Lo studio andrà avanti?
"L’Istituto superiore di sanità ha previsto la continuazione e l’evoluzione di Sentieri: per due terzi dei siti considerati ci sono i dati dai registri dei tumori, e per circa la metà quelli sulle malformazioni congenite. Per tutti i Sin c’è la possibilità di considerare i dati dei ricoveri ospedalieri".
Come vive la separazione tra ricercatore e cittadino?
"Da ricercatore ritengo che sia necessario fare altre indagini, per avere un dato sui rischi ambientali per la salute sempre più affidabile e meno incerto. Questa necessità che sento è tutt’uno con quella di eliminare alla base i fattori di rischio riconosciuti e usare precauzione con quelli più incerti, per dirla in breve, studi epidemiologici e conseguente prevenzione: questo tiene bene insieme il mio essere ricercatore con i diritti e doveri di cittadino".

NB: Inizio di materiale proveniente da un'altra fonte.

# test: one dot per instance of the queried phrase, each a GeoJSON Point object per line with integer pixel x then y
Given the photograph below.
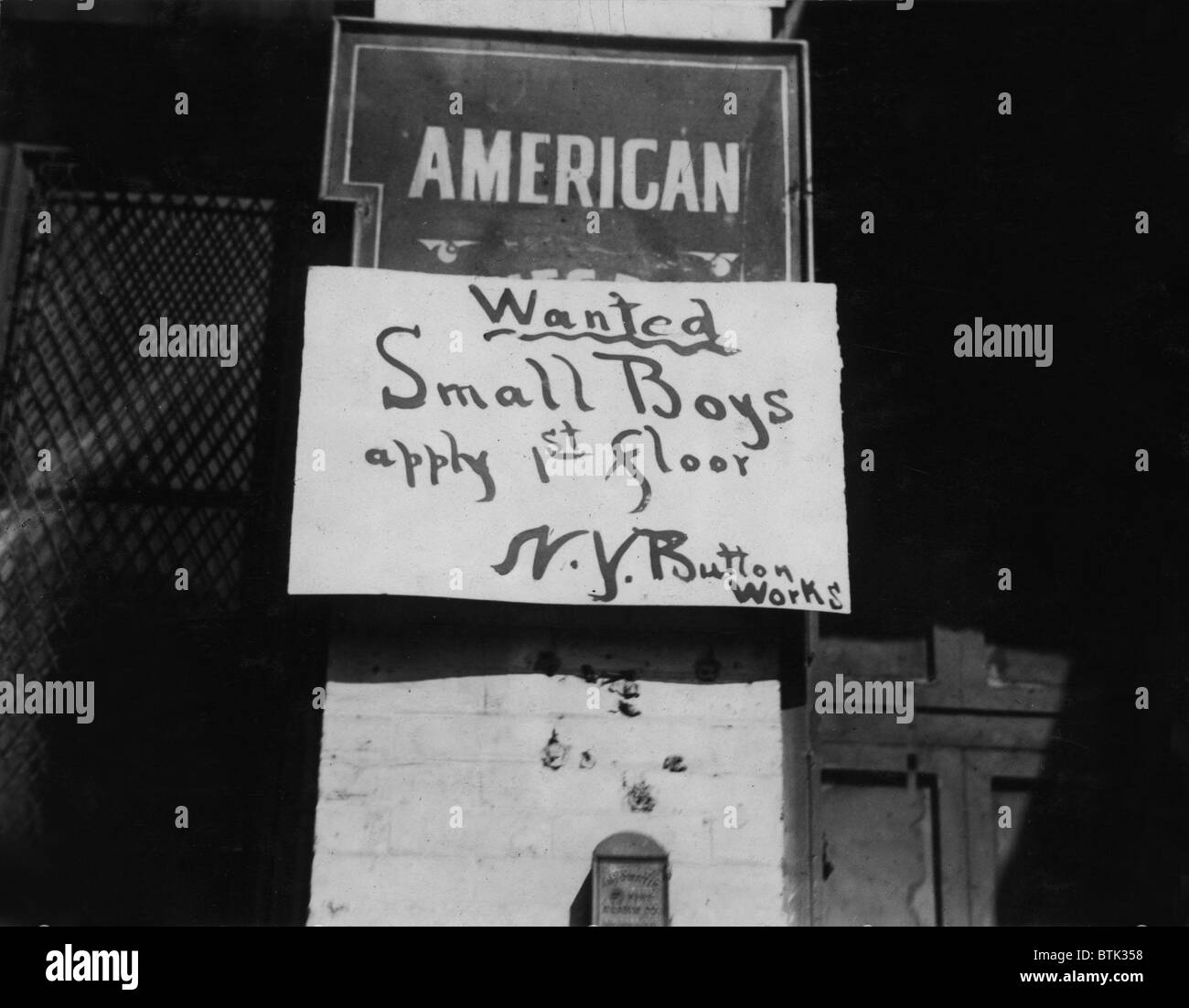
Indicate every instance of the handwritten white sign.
{"type": "Point", "coordinates": [570, 441]}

Ma in una fase di crisi economica, come pensa che sia possibile trovare le enormi risorse per fare tutte le bonifiche di cui parlate?
"Si tratterebbe di investimenti produttivi sul lungo periodo, come abbiamo indicato in un nostro recente studio su costi e benefici delle bonifiche dei Sin Gela e Priolo (pubblicato sulla rivista Environmental Health, ndr). Qui, abbiamo stimato che una bonifica radicale potrebbe prevenire ogni anno 47 morti premature, 281 casi oncologici e 2700 ricoveri in ospedale: da un punto di vista strettamente economico, la prevenzione dei tumori comporterebbe da sola un risparmio del 72% sulle spese di trattamento sanitario. Proprio perché il Paese è in ginocchio, sarebbe il caso di capire bene dove investire".